Chap authentication – H3C Technologies H3C SecPath F1000-E User Manual
Page 135
110
During PAP authentication, the password is transmitted on the link in plain text. In addition, the
authenticatee sends the username and the password repeatedly through the established PPP link until the
authentication is over. PAP is not a secure authentication protocol and cannot prevent attacks.
CHAP authentication
CHAP is a three-way handshake authentication protocol using cipher text password.
Two types of CHAP authentication exist: one-way CHAP authentication and two-way CHAP
authentication. In one-way CHAP authentication, one side of the link acts as the authenticator and the
other acts as the authenticatee. In two-way authentication, each side serves as both the authenticator and
the authenticatee. Normally, one-way CHAP authentication is adopted.
In one-way CHAP authentication, the authenticator may or may not be configured with a username. H3C
recommends that you configure a username for the authenticator to identify the authenticator more
easily.
If the authenticator is configured with a username, CHAP authentication is performed in the following
workflow:
1.
The authenticator initiates an authentication by sending a randomly-generated packet (Challenge)

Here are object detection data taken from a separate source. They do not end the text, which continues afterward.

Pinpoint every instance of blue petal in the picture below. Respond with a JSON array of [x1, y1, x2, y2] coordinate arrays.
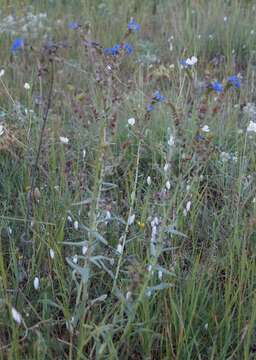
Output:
[[11, 38, 24, 52]]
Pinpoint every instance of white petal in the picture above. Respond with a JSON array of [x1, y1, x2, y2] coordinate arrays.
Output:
[[116, 244, 123, 255], [82, 245, 88, 255], [168, 135, 175, 146], [49, 249, 55, 259], [202, 125, 210, 132], [74, 220, 79, 230], [60, 136, 69, 144], [33, 276, 39, 290], [186, 201, 192, 212], [127, 214, 135, 225], [247, 121, 256, 132], [128, 118, 135, 126]]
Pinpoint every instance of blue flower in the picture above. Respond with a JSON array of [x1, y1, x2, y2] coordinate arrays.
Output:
[[124, 43, 133, 55], [68, 21, 80, 30], [104, 44, 121, 56], [210, 81, 223, 93], [147, 90, 166, 111], [11, 38, 25, 52], [180, 59, 188, 68], [228, 75, 241, 89], [152, 90, 166, 102], [147, 104, 155, 111], [128, 19, 141, 32]]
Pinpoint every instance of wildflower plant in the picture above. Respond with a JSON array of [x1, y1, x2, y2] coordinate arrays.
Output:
[[0, 0, 256, 359]]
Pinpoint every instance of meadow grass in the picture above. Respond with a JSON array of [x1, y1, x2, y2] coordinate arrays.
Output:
[[0, 0, 256, 360]]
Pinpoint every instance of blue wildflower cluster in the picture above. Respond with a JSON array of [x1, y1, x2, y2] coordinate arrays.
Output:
[[104, 43, 133, 56], [228, 75, 241, 89], [209, 75, 241, 93], [104, 19, 141, 56], [128, 19, 141, 32], [210, 81, 223, 93], [147, 90, 166, 111], [11, 38, 25, 53], [68, 21, 80, 30]]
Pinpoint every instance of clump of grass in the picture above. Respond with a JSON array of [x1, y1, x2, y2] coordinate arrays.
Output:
[[0, 0, 256, 359]]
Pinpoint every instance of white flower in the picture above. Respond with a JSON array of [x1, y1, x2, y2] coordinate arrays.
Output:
[[12, 308, 22, 325], [127, 214, 135, 225], [60, 136, 69, 144], [168, 135, 175, 146], [106, 210, 111, 220], [186, 56, 197, 66], [116, 244, 123, 255], [72, 255, 78, 264], [183, 201, 192, 216], [125, 291, 132, 301], [7, 226, 12, 235], [158, 270, 163, 281], [33, 276, 39, 290], [74, 220, 79, 230], [186, 201, 191, 212], [49, 249, 55, 259], [82, 245, 88, 255], [247, 121, 256, 132], [128, 118, 135, 126], [146, 290, 152, 297], [164, 163, 169, 172], [201, 125, 210, 132]]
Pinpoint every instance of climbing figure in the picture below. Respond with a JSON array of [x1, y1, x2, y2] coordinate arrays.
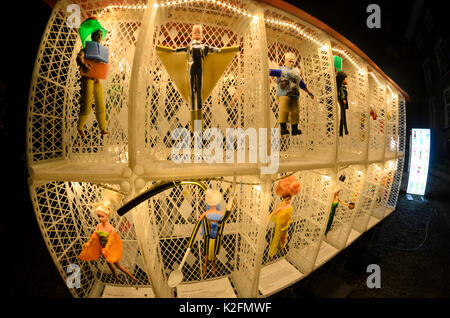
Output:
[[77, 17, 109, 137], [269, 176, 300, 258], [269, 52, 314, 136]]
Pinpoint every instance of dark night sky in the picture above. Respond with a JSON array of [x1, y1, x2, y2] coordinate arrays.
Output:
[[0, 0, 426, 297]]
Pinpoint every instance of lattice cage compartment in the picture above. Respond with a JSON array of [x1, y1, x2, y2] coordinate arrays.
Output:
[[27, 0, 406, 297], [368, 71, 387, 160], [137, 1, 263, 169], [265, 9, 337, 162], [262, 169, 334, 274], [372, 159, 397, 219], [353, 163, 383, 233], [387, 157, 405, 210], [384, 86, 399, 159], [325, 165, 367, 249], [135, 176, 263, 297], [30, 181, 150, 297], [332, 42, 369, 161], [28, 0, 144, 166]]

to the authenticatee. The packet carries the local username with it in addition.
2.
When the authenticatee receives the authentication request, it searches the local user list for the
password of the username carried in the received packet, encrypts the packet by using the MD5
algorithm, with the packet ID and the password as the parameters, and then sends the encrypted
packet and the local username to the authenticator (Response).
3.
The authenticator encrypts the original randomly-generated packet using the MD5 algorithm, with
the password of the authenticatee it maintains as the parameter, compares the encrypted packet
with the one received from the authenticatee, and returns an Acknowledge or Not Acknowledge
packet depending on the comparison result.
If the authenticator is not configured with a username, CHAP authentication is performed in the following
workflow:
1.
The authenticator initiates an authentication by sending a randomly-generated packet (Challenge)
to the authenticatee.
2.
When the authenticatee receives the authentication request, it encrypts the packet by using the
MD5 algorithm, with the packet ID and the default CHAP password as the parameters, and then
sends the encrypted packet and its own username to the authenticator (Response).
3.
The authenticator encrypts the original randomly-generated packet by using the MD5 algorithm,
with the password of the authenticatee it maintains as the parameter, compares the encrypted
packet with the one received from the authenticatee, and returns an Acknowledge or Not
Acknowledge packet depending on the comparison result.